Ce stock de sable repose actuellement dans son milieu naturel et reste en attente pour servir aux prochaines générations. N’est ce pas là une approche plus durable que celle qui est proposée par la CCI de Bayonne?

 

« -Fort de ce constat, la CCI BPB a souhaité étudier une solution alternative afin de mettre du sable à terre dans la limite de 80 000 m3 par an. »

La solution alternative portée par la CCI de Bayonne n’a aucun effet durable sur l’environnement côtier de la commune d’Anglet à laquelle ce sable appartient. En revanche, proposer une alternative de ré-engraissement des plages qui passe par la terre serait une très belle initiative! Le grenelle de la mer (Groupe N° 11 du Grenelle de l’Environnement, page 7 paragraphe 4) spécifie que les sables dragués peuvent être réutilisés à terre dans le rechargement des plages en matière de lutte contre l’érosion du trait de côte. Pourquoi la CCI BPB a t’elle construit son projet seulement dans l’esprit de la 1ère option sachant qu’elle a signé une convention tri partite avec la ville d’Anglet pour ramener un maximun de sable? Cette idée est en totale opposition!

 

« -Le souhait de la CCI BPB est de proposer ce sable à la collectivité, à prix coûtant. A ce titre, le Centre Européen de Frêt de Mouguerre (émanation de collectivités territoriales) qui a des besoins en matériaux de remblai, est actuellement intéressé.

Vendre le sable à prix coûtant reste quand même une opération de vente! Pourquoi ne pas donner au Centre Européen de Frêt les vases qui sont draguées à l’intérieur de l’Adour? C’est exactement ce qui avait été réalisé dans les années 1980 afin de combler la zone marécageuse des Pontôts et donner naissance à la zone commerciale BAB2. Ces vases, qui sont draguées dans le fleuve, ne pourraient elles pas avoir une valorisation en matériau de remblai, car après tout, c’est de la terre et du sable?

 

-La préservation de l’environnement est une démarche que nous avons intégrée dans notre fonctionnement depuis de nombreuses années.
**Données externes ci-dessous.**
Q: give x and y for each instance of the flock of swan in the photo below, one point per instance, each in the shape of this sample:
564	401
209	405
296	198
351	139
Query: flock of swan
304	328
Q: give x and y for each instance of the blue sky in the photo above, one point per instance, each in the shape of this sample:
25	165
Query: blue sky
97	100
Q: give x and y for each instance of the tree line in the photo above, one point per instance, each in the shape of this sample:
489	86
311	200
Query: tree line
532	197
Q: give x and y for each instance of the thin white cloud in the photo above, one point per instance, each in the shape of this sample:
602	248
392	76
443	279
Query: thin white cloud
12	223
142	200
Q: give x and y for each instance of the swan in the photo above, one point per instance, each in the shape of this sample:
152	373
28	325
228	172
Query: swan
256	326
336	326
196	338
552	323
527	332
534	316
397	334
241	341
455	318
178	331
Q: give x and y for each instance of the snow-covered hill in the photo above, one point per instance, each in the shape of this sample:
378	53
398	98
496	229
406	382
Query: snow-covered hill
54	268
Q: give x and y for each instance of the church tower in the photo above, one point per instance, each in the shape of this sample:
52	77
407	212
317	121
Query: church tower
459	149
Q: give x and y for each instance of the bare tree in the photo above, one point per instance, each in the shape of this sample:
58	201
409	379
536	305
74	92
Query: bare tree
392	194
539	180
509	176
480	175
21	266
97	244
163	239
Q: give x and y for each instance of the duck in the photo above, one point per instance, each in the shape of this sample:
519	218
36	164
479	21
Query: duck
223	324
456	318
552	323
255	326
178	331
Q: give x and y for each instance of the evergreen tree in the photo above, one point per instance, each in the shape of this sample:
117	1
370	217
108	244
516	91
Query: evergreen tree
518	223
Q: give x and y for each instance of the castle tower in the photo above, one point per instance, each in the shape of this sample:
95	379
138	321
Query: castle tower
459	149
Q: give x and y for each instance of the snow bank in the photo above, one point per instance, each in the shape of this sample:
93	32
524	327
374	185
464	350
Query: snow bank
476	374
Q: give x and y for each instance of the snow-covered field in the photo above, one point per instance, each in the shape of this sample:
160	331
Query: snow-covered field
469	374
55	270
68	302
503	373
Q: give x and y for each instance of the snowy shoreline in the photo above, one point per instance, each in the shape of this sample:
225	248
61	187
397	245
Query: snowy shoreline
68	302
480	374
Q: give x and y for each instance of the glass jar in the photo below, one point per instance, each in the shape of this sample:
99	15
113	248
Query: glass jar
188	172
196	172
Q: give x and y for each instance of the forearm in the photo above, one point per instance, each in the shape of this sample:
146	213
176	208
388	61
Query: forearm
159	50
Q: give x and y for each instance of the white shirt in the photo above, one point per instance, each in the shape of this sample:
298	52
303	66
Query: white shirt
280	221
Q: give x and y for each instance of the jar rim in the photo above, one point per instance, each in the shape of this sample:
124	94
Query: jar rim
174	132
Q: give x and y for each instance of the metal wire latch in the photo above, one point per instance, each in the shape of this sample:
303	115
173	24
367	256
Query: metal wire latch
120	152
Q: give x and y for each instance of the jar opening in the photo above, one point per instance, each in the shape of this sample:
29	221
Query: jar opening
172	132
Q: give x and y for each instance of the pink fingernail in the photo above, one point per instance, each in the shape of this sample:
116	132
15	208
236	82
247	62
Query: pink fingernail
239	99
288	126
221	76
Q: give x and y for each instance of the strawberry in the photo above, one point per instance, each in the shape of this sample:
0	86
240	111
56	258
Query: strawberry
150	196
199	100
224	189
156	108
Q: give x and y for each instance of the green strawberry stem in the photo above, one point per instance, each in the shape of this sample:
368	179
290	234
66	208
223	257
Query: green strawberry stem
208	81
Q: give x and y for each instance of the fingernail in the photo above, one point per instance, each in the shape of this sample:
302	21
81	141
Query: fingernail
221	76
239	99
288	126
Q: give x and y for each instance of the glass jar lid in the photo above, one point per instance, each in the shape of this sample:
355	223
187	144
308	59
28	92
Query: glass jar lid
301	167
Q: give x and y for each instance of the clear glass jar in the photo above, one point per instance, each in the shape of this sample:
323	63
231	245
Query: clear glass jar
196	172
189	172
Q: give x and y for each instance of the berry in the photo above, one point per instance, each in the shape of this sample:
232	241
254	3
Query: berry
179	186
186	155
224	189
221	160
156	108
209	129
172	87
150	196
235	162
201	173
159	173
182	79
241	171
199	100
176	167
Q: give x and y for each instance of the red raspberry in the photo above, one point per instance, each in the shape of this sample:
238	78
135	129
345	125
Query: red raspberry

Depuis que la CCI de Bayonne a instauré le dragage en 1896, les plages d’Anglet n’ont jamais cessé de reculer anormalement. Elle ont perdu avec ces activités 43 millions de m3 de sable. Peut-on appeler cela de la préservation de l’environnement?

 

Diagramme de 120 ans

 

« -Concernant les dragages, nous travaillons en collaboration étroite avec les institutions locales comme la ville d’Anglet, l’Agglomération Côte Basque Adour et le Conseil Régional d’Aquitaine. »

La ville d’Anglet a fait savoir lors de l’inauguration de l’exposition « Agir contre l’érosion » en Avril 2012 qu‘elle était contre ce projet d’utilisation des sables à des fins non littorales. La CCI BPB était présente, elle le fait d’ailleurs savoir un peu plus haut dans le texte. Alors, ils ont fait ça en douce?

 

« En 2012, la CCI BPB a participé à une exposition et à des conférences organisées par la Ville d’Anglet sur le thème de l’évolution des plages d’Anglet et les dragages. »

Pourtant,le projet a été validé fin Juin 2012 et la ville d’Anglet demande toujours que cet arrêté soit retiré. Peut-on caractériser ces faits comme une « collaboration étroite »?

 

Conclusion:

Le dragage n’est pas un moyen de lutte contre l’érosion du littoral. Il est un outil qui sert les activités portuaires et qui, mal utilisé, déstabilise l’équilibre écologique des plages à proximité et crée par la même occasion l’érosion artificielle de la côte.

L’équipe SosLa

 

 

*clapage côtier= largage du sable sur la côte.